Mr. Emmett, the head of the department, was seated at his desk when they arrived.

"So the Ford girl is here," Baker said at once.

"Yes, sir. She came in about ten minutes ago, explaining her lateness by saying that she was ill, when she got up this morning, and was not sure that she could get here at all. Shall I send for her?"

"No," Duvall interposed quickly. "Pardon me, Mr. Baker," he turned to the latter, "but if we send for this girl, it will arouse her suspicions. Of course I do not think she is the woman we are looking for, but she may be in league with her. Would it not be better to have Mr. Emmett and yourself conduct me through the room in which she works, as though I were a visitor to the studio? You can readily point her out to me as we pass, and that will give me ample opportunity to recognize her, in case I have ever seen her before."

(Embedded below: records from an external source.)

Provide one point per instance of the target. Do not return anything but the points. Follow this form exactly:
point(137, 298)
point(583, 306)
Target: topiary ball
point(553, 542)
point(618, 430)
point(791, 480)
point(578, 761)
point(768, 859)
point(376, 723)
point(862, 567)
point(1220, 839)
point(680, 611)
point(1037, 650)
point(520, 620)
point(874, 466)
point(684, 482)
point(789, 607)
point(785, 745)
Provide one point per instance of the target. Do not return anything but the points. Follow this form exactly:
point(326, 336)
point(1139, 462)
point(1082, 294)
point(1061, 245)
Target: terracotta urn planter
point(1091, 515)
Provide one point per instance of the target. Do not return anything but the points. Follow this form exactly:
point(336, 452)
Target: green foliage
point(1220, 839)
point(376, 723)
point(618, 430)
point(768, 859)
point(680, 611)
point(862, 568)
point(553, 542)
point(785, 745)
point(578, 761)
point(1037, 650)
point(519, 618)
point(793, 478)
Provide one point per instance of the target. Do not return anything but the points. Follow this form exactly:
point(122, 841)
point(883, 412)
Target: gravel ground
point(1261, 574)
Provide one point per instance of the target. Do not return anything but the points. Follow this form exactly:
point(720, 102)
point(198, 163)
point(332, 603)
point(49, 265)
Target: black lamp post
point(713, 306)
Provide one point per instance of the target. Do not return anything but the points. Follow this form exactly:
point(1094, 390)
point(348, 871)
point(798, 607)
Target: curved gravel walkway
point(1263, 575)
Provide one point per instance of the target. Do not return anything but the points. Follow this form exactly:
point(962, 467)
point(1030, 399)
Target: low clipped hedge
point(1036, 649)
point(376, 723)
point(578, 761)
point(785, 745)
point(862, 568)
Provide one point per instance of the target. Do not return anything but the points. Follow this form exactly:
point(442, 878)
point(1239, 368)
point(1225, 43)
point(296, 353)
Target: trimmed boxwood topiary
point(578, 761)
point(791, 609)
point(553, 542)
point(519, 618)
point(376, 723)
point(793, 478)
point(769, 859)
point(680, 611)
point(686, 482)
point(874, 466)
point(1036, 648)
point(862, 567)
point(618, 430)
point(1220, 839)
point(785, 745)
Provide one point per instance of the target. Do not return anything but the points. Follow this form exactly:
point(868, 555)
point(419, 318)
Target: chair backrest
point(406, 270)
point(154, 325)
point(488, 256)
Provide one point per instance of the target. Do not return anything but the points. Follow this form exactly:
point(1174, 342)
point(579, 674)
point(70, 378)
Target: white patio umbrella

"I think that a very good idea," returned Baker. He said a few words to Mr. Emmett, and the three men set out to go through the rooms in which the film cutting and pasting were done.

At one of the tables a girl of about twenty was at work. As they passed, Mr. Emmett turned his head and nodded. The girl did not look up, and the three men continued their way through the room.

When they again reached the hall, Mr. Baker turned to Duvall.

"Well?" he questioned.

"It is not the woman," the detective said. "I did not suppose it would be. There is some slight resemblance, of course. The color of the eyes and hair is the same, and the features are somewhat alike. However, I am very much afraid, Mr. Baker, that I have wasted both your time and mine. And yet, I cannot get over my original impression, that the person responsible for these threats is connected, in some way, with your company."

Baker, puzzled and disappointed as well, led the way back to his office. Duvall, however, when they reached it, did not enter.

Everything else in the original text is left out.